CVP213 | Violence, Law and Politics in India

Course Information

  • 2023-24
  • CVP213
  • 5-Year B.A., LL.B. (Hons.), 3-Year LL.B. (Hons.), LL.M., Master's Programme in Public Policy
  • III, IV, V
  • Nov 2023
  • Elective Course

The proposed course seeks to introduce students to key concepts and debates on violence,  sovereignty, authority and constitutionalism in India. Violence is an important variable that shapes  politics and society in India. To deny its hold, to be oblivion to the relationship it has with India’s  democratic structures and processes is to miss an integral variable that shapes political experience in  India today. However, scholarly attention on this key conceptual category has been far and few and  unsystematic.

The central thematic of the course is to systematically explore the relationship between violence and  politics in India. Towards this the entire course is structured in three parts. The first part of the  course tries to give a philosophical exposition of this relationship. There are three ways in which  politics-violence relationship has been understood: related, antithetical to each other, or violence is  to be kept at the margins of the society.
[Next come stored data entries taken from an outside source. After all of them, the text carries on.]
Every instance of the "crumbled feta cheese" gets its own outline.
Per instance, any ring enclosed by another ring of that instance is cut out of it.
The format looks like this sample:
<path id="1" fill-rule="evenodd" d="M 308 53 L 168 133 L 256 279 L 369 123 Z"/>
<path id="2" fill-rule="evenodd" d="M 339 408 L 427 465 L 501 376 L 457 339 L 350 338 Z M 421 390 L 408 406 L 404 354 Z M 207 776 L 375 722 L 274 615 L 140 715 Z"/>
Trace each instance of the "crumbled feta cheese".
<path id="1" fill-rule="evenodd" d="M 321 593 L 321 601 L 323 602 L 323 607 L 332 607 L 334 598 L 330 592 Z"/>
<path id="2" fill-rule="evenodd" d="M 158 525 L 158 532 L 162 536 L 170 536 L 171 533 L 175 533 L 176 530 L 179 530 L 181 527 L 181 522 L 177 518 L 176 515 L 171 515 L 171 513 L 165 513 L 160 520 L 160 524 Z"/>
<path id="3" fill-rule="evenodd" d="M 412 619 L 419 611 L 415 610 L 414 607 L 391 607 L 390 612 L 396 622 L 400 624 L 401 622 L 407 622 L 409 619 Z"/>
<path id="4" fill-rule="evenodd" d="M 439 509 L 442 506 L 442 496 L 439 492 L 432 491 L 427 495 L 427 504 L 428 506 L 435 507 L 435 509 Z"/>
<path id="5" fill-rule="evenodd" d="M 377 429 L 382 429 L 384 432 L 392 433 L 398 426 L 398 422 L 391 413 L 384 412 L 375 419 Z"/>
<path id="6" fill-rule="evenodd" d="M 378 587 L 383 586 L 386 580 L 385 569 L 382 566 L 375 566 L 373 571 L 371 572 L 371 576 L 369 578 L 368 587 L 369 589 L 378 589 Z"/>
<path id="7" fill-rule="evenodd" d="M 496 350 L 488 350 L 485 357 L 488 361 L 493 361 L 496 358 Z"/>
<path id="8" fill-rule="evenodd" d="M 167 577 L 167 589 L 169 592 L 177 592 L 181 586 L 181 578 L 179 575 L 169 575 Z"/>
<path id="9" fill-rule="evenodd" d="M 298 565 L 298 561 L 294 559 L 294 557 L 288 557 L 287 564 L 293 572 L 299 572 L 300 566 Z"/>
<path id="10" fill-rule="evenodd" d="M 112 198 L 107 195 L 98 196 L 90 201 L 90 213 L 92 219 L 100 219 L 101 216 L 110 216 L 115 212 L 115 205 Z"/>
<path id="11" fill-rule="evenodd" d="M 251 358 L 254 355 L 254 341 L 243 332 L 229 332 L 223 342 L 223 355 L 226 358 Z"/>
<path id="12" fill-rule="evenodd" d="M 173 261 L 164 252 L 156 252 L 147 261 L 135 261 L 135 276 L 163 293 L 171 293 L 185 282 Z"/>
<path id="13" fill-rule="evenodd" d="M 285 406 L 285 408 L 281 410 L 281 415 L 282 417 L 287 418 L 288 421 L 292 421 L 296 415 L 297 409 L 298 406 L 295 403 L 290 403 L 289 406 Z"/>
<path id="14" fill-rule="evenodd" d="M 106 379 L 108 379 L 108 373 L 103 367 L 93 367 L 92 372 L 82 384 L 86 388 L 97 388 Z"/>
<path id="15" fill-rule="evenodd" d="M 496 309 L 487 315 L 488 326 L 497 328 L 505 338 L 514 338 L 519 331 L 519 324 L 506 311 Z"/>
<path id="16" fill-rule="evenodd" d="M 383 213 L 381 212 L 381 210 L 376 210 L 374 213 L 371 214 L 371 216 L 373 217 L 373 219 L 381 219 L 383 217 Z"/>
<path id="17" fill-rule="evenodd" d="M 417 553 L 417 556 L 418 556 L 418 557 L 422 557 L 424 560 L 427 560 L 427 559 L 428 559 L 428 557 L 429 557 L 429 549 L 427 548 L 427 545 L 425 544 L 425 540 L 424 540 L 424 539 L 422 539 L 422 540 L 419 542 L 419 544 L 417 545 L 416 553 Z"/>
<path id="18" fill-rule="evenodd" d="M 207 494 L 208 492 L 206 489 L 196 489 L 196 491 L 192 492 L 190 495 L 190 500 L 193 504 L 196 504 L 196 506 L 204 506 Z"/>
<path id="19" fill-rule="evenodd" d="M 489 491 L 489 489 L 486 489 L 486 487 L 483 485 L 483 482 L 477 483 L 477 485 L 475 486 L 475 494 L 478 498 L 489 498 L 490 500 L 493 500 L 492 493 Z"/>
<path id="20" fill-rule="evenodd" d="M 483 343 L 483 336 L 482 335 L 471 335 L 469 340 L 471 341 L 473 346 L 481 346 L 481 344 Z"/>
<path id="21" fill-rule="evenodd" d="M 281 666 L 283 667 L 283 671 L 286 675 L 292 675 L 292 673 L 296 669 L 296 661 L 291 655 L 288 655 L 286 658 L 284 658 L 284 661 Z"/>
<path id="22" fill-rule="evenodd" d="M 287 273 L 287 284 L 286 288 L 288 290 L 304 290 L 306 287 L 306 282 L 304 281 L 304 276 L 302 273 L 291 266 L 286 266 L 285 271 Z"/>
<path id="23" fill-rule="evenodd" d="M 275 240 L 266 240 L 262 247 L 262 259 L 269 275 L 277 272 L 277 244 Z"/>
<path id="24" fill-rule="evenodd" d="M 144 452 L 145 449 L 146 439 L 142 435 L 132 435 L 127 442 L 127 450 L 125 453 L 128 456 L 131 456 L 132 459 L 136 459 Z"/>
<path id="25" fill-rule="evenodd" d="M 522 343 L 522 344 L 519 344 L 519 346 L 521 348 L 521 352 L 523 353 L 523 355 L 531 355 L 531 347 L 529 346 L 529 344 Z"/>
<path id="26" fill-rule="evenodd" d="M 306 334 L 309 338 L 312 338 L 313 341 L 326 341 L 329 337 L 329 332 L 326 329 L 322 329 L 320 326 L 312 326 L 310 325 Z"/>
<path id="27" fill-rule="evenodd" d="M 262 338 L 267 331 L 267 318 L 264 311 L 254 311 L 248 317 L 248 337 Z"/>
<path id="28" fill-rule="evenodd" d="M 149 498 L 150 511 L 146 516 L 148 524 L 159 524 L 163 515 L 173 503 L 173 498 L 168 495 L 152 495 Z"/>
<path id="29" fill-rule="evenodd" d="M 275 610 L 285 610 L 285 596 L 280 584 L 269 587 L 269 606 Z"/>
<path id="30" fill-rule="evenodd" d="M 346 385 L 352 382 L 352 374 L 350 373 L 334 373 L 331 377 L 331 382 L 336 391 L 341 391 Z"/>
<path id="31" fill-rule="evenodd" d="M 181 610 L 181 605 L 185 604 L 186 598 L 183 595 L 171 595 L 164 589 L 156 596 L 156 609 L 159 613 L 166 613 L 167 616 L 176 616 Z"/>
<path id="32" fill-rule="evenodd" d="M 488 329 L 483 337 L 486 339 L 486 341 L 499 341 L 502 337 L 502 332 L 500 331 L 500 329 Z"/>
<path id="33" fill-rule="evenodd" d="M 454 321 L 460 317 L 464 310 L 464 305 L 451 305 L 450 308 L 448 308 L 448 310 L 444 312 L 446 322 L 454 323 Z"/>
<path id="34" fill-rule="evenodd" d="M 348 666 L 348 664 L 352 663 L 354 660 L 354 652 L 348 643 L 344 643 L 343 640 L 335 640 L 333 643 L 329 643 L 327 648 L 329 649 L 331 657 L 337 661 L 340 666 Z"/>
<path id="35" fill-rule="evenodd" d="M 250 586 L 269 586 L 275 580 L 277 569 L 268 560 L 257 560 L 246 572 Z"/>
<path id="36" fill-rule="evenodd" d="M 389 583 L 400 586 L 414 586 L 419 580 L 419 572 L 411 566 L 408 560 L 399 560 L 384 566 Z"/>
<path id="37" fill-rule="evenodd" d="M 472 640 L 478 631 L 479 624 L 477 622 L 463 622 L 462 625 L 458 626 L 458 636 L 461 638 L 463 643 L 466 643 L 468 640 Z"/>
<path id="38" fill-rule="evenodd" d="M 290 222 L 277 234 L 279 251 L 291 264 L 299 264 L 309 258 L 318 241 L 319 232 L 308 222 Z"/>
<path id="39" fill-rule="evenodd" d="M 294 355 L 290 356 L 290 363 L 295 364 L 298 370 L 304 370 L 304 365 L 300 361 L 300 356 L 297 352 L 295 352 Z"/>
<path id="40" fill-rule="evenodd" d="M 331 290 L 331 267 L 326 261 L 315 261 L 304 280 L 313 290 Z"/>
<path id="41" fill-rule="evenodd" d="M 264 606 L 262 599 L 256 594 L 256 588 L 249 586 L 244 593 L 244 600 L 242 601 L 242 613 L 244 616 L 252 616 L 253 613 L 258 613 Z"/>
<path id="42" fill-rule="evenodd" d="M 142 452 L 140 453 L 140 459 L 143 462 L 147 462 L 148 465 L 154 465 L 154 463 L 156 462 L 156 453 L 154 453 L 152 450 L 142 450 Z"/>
After this we move on to India and look at how this has played out here. We undertake the survey of  literature on themes relating to violence and politics in India under three broad heads. How it has  been understood theoretically and historically, legally, and anthropologically?
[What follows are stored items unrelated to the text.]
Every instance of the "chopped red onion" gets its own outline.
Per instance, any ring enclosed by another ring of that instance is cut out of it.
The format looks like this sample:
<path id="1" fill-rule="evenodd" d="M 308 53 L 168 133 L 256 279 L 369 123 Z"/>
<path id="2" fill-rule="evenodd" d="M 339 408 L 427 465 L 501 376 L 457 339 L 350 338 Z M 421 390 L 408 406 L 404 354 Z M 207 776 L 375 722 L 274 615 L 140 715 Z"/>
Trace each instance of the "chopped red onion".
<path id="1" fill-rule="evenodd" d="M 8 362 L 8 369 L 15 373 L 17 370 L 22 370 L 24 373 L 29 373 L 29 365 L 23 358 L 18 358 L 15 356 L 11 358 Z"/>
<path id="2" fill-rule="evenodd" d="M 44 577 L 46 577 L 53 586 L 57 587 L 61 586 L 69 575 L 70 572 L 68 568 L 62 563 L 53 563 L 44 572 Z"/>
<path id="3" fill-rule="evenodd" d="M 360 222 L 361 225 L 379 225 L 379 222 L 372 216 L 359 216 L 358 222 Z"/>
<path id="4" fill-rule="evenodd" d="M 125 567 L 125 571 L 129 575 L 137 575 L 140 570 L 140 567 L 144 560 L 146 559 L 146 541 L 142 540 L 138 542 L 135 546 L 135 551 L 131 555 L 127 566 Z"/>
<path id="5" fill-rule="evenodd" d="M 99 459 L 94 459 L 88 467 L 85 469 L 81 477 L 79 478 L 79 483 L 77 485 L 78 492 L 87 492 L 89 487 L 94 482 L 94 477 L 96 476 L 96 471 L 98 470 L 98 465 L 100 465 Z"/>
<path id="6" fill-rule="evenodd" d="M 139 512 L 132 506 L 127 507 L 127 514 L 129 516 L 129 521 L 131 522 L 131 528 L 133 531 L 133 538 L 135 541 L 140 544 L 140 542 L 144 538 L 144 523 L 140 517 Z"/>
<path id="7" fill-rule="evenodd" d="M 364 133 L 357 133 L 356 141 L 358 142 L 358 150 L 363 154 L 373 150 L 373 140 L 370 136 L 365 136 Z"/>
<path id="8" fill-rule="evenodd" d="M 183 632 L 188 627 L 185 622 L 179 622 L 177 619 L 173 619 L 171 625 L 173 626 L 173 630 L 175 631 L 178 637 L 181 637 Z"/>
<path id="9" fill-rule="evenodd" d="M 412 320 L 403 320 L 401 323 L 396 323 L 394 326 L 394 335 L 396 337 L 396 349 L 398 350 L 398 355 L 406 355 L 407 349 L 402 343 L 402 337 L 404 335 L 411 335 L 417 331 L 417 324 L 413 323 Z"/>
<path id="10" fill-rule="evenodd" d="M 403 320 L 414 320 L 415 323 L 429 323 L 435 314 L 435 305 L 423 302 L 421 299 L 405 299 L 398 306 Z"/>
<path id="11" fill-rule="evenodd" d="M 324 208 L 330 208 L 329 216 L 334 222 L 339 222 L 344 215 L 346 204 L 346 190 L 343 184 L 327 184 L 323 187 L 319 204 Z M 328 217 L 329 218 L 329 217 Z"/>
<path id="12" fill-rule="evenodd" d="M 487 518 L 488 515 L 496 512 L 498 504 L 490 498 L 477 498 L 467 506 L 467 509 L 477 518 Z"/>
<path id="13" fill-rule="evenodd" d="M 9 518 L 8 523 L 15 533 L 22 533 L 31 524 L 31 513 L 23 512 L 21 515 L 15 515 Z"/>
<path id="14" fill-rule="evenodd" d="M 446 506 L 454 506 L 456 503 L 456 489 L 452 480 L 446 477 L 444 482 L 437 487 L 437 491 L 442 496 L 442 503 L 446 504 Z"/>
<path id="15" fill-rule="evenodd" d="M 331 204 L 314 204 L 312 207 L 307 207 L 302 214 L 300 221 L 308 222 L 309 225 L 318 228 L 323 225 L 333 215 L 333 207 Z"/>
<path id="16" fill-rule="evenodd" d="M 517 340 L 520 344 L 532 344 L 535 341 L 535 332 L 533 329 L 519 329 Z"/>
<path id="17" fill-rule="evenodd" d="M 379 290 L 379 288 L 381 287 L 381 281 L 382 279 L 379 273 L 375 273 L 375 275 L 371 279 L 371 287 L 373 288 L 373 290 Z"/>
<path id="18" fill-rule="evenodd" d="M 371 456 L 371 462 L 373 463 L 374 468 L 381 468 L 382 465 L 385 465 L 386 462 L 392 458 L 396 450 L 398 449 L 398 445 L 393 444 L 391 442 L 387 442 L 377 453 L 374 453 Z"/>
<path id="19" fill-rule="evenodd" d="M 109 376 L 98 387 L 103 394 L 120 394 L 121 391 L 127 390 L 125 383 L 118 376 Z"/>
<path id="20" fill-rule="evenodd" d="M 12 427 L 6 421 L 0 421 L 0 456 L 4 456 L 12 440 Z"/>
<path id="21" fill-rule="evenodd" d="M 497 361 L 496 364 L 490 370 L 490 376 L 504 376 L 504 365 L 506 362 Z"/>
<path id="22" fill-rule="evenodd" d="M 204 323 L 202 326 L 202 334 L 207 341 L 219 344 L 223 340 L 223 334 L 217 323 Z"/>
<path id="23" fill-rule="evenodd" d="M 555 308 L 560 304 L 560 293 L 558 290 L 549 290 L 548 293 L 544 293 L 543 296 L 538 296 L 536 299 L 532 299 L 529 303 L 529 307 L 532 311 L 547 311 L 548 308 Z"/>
The debate on transformative role of Indian constitutionalism and its practice has preoccupied legal  theorists in India. Hence, moving forward the last part of the course is occupied with the many lives of law of law in India and its capacity to engender civility and norms for peaceful adjudication.  Since normative regime of law is generally considered instrumental in taming violence, the last two  weeks takes on this important debate with regard to the scholarship on Indian constitutionalism. The  central problematic posed here is whether the normative rule of law as an adjudicator been able to  produce its hegemony in India? Here a short visual documentary has also been included to give a broader sense of the theory and practice of rule of law.

With a broad view to understand the relationship between Violence, Law and politics in India, the  course is brings together three different kinds of reading materials: the theoretical, legal and the  anthropological.